Pelosi’s Staying Put
Born in the happy days of the iron lung, Army women called WACs, and the “doctors” who assured smokers that Lucky Strikes — still in Green packs — cured an irritated throat, Pelosi plans to hang on in Congress as long as she can — and by the fingernails if necessary.

“If Hillary Clinton had won, and the Affordable Care Act was protected — I feel very proprietary about that — I was happy to go my way,” she claimed.

Of course, the ACA is called ObamaCare, not PelosiCare, but anyway, with Trump in office, Pelosi perceives a threat to the legislation, which she famously declared had to be passed before Americans could find out what’s in it.

And whether she becomes speaker again, the important thing is staying put to protect ObamaCare from the malevolent Trump: “But to have no woman at the table and to have the Affordable Care Act at risk, I said ‘As long as [Trump’s] here, I’m here.’”

As Pelosi has said in the past, we can’t have a bunch of white guys making all the decisions. Thus, she must stay put to protect America from predatory politicians.

Pelosi is confident Democrats will return her to the speaker’s throne when the Democrats win in November: “We will win. I will run for speaker,” she told the leftist Boston Globe. “I feel confident about it. And my members do, too.”

Pelosi might “feel confident,” but many Democrats oppose her, as The New American has reported. Representative Linda Sanchez wants Pelosi out.

“I think it’s time for that generational change,” Sanchez said in July. “I want to be part of that transition, because I don’t intend to stay in Congress until I’m in my 70s.”

And a lot of other Democrats want that generational change. In August, NBC posted a list of 57 Democrats — most candidates with a few incumbents — who are unenthused about Pelosi’s return. Representative Kathleen Rice joined Sanchez, saying it’s time for a new leader, perhaps not a soon-to-be octogenarian: “She has been a great leader, but like every leader, time immemorial, it’s time for people to know when to go…. I’m sure that Nancy Pelosi believes that she is the one that can lead this party. I happen to have a different opinion, and I think it’s important for people in my position to not be afraid to speak truth to power.”

GOP Will Lose
But the debate about the speaker might not be as important for the GOP as whether they will retain the House.

Multiple reports predict a “blue wave.” Last week, Politico reported that “roughly 100 of the 240 Republican-controlled House seats are currently within Democratic reach, posing the most serious threat to the GOP majority since the party won control in 2010.”

Despite the GOP’s built-in advantages due to incumbency and redistricting, 60 of those seats are precariously positioned, with the Republican nominee either holding just a slight competitive edge, dead even against their Democratic opponent, or trailing.

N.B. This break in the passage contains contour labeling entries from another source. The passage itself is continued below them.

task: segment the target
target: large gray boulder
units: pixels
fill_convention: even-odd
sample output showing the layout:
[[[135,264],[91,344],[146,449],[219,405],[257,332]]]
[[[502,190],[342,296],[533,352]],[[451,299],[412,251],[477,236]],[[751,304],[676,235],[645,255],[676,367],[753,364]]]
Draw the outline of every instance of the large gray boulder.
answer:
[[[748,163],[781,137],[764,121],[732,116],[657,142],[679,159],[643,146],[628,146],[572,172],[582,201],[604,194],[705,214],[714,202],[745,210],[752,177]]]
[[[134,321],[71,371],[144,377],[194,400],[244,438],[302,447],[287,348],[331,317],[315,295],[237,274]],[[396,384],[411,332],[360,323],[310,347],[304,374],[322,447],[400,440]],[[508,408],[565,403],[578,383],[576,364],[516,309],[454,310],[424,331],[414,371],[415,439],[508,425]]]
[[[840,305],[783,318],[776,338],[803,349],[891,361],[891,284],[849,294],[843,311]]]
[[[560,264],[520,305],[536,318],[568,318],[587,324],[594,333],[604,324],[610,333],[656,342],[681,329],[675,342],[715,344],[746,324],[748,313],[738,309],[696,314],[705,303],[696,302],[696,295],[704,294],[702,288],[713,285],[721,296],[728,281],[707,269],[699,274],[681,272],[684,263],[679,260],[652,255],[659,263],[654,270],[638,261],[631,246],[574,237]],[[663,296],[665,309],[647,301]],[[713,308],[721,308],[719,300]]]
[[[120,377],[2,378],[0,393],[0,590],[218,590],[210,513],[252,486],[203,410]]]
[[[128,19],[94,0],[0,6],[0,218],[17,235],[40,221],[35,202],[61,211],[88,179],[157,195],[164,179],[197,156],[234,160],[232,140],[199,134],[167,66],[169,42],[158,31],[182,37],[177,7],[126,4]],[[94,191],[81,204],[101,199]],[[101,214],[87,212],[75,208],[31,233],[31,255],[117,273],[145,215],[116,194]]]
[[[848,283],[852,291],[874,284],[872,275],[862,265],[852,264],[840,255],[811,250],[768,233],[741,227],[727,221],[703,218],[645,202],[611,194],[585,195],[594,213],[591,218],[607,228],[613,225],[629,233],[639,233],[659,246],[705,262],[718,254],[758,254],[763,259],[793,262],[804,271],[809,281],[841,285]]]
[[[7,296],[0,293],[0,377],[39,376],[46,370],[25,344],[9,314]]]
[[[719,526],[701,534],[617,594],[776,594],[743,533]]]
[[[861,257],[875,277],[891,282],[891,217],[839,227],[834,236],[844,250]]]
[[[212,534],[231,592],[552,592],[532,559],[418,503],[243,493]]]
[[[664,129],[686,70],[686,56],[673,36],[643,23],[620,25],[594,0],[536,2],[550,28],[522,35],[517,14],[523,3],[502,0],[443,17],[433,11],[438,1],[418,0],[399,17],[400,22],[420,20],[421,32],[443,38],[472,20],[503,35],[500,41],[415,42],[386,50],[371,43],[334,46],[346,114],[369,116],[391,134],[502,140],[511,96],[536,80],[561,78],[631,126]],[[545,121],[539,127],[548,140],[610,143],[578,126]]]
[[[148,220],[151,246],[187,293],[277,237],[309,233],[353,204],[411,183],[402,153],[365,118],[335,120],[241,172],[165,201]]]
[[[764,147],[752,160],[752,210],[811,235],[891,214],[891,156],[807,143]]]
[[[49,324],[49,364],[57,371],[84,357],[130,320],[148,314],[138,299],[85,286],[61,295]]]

A GOP loss would be no surprise, as James Campbell reported at Larry Sabato’s Crystal Ball. “As is well known, the president’s party routinely loses House seats in midterms. The presidential party has lost seats in all but three (1934, 1998, and 2002) of the 29 midterms held since 1900. In the 17 midterms held since 1950, presidential party losses averaged 24 House seats. Since the mid-1980s, the mean loss has been 20 seats and a median of only 10 seats.”

As well, midterms delivered double-digit losses to presidents Jimmy Carter, Ronald Reagan, Bill Clinton, and Barack Obama — with two, Clinton in 1994 and Obama in 2010, losing more than 50 seats.

Then again, Campbell wrote, “The good news for Republicans is that then-candidate Trump’s numbers had not been high in 2016 when voters last elected a Republican House and Senate. If Republicans in Congress could survive candidate Trump in 2016, why can’t they survive President Trump in 2018?”

Charlie Cook’s political report rates 39 GOP House seats as a toss-up.

So Nancy Pelosi might well become House speaker again, 14 months before she turns 80.